Developing and sustaining foundational language skills: listening, speaking, reading, writing, and thinking--beginning reading and writing. The student develops word structure knowledge through phonological awareness, print concepts, phonics, and morphology to communicate, decode, and spell.

Provide students with cards that have base words on the front and a prefix or a suffix on the back. Have students read the base word first and then flip the card over and write the new word with the prefix or suffix applied to the base word.

Cards might include the following words:

  • Front: circle, back: semi-
  • Front: oriented, back: dis-
  • Front: behave, back: mis-
  • Front: state, back: inter-
  • Front: color, back: multi-
     

Further Explanation

This assessment requires students to have phonetic knowledge of and experience with dividing words with prefixes into word parts (prefix + base word) in order to correctly spell words with prefixes. Knowledge is acquired through practice and experience with decoding and spelling words with prefixes.

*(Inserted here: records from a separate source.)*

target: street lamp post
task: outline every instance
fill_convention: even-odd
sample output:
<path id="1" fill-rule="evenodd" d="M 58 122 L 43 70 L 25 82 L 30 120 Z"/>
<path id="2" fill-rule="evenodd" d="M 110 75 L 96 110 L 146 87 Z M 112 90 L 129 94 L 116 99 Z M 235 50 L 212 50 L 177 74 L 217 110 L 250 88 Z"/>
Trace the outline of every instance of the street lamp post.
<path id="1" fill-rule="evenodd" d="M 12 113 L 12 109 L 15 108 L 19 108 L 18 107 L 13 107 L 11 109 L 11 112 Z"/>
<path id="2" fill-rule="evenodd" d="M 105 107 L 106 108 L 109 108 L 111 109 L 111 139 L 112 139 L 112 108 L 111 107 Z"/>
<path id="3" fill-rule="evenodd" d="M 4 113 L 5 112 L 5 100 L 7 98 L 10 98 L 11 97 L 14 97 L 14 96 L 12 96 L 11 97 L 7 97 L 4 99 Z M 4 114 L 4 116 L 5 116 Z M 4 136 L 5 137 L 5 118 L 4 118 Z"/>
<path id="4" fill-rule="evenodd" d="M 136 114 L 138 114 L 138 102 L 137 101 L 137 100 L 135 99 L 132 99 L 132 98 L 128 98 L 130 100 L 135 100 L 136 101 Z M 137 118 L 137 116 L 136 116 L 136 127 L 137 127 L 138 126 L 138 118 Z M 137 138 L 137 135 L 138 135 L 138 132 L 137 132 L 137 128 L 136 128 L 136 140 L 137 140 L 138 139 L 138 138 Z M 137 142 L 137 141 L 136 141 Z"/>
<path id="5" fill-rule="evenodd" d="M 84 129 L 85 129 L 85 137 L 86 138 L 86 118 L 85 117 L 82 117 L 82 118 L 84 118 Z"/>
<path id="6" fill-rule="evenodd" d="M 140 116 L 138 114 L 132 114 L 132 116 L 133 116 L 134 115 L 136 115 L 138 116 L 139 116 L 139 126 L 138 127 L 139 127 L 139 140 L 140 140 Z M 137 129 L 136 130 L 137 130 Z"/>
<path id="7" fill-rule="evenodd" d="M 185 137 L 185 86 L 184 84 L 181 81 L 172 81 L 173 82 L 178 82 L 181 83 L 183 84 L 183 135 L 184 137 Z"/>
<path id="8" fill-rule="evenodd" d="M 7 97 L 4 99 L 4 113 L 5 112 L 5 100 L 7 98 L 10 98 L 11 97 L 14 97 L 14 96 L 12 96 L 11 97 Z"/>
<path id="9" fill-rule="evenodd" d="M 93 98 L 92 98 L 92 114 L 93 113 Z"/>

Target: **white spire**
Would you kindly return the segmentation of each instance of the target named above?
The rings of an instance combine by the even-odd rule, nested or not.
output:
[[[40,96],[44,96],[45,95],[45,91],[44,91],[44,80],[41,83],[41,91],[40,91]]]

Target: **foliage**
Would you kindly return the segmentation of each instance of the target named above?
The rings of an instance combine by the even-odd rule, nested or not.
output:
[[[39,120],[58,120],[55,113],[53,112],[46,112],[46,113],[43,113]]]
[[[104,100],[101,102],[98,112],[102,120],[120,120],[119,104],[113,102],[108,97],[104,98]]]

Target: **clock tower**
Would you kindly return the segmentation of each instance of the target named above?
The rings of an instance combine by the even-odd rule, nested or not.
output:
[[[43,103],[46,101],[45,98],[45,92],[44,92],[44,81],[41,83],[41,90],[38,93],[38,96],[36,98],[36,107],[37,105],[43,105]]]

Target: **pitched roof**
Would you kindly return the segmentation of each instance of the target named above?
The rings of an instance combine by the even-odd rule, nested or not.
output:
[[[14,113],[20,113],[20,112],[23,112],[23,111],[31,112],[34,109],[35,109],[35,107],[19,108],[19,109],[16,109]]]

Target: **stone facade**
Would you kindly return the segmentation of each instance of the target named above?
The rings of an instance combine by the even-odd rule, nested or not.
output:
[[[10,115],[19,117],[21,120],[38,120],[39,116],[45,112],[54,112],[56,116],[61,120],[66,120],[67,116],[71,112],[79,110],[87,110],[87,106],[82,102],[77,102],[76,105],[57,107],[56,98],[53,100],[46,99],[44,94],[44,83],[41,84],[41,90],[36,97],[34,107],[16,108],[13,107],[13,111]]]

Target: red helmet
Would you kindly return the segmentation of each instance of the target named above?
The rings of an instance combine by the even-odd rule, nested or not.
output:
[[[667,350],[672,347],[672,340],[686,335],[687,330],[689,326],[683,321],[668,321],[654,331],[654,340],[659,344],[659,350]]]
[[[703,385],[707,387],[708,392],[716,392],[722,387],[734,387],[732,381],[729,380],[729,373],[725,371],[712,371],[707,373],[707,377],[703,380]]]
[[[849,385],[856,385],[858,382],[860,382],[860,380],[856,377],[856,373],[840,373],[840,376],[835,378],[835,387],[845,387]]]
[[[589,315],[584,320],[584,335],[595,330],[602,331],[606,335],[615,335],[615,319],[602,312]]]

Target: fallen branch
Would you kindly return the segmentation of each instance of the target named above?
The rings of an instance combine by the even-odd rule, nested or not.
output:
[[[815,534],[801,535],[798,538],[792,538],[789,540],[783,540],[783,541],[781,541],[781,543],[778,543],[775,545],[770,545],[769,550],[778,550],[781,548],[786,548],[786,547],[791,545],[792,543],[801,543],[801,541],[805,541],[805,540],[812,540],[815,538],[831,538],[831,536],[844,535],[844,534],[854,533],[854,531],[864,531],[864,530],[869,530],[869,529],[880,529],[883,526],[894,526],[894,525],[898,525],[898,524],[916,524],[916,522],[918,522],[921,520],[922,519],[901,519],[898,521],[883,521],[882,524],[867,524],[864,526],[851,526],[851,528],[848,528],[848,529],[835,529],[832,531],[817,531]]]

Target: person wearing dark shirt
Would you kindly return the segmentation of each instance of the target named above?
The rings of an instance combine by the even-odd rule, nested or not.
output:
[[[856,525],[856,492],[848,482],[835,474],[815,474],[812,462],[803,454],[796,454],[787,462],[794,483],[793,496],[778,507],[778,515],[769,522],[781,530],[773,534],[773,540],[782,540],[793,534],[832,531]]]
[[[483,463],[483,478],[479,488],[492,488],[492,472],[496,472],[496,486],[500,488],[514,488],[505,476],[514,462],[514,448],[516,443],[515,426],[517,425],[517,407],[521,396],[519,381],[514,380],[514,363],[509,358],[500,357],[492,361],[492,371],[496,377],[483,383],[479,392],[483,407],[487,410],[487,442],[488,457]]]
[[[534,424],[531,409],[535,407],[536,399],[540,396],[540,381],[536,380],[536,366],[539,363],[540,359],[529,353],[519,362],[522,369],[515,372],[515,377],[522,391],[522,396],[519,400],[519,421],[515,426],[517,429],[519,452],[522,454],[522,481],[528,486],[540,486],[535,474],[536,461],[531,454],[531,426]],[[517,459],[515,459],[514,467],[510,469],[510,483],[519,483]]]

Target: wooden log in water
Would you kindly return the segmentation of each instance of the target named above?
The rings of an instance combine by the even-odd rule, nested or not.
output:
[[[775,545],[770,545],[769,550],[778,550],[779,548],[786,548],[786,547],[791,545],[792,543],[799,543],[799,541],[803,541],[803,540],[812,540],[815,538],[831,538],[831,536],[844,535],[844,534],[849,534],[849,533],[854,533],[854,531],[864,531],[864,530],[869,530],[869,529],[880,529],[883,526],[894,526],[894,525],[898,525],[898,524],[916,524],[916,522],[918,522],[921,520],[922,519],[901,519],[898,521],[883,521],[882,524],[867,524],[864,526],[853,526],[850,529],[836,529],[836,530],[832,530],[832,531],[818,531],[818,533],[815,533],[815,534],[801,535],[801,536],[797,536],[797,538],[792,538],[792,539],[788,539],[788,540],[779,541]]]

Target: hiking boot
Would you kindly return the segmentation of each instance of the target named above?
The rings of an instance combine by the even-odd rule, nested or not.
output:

Both decoding and encoding skills are needed to build a foundation in reading. Decoding is sounding words out according to letter-sound relationship conventions. Encoding is the process of using letter-sound knowledge to write or spell words. Students must understand the various spelling patterns and rules of the English language to correctly construct words in their written products. It is important that students apply these rules consistently instead of using invented spelling because they may unknowingly write a word that is real but that they did not intend, causing confusion for their reader.
Students must be able to accurately spell words with common prefixes. Students should understand that a prefix is added before a root or base word to generally show relations in space and time, such as re-, trans-, inter-, sub-, ob-, ad-. Prefixes can also negate and reverse, such as dis-, un-, non-, anti-. Sometimes they intensify the meaning of the root, such as con- and re-.

Research

Composition Writing Studio. Argumentative essay/commentary. University of Purdue’s Online Writing Lab. Retrieved from: https://owl.english.purdue.edu/owl/resource/685/05/

Summary: This online resource offers a complete overview of the writing processes and the components involved in each. The overview includes definition of terms, examples, graphs and charts as appropriate, and additional resources.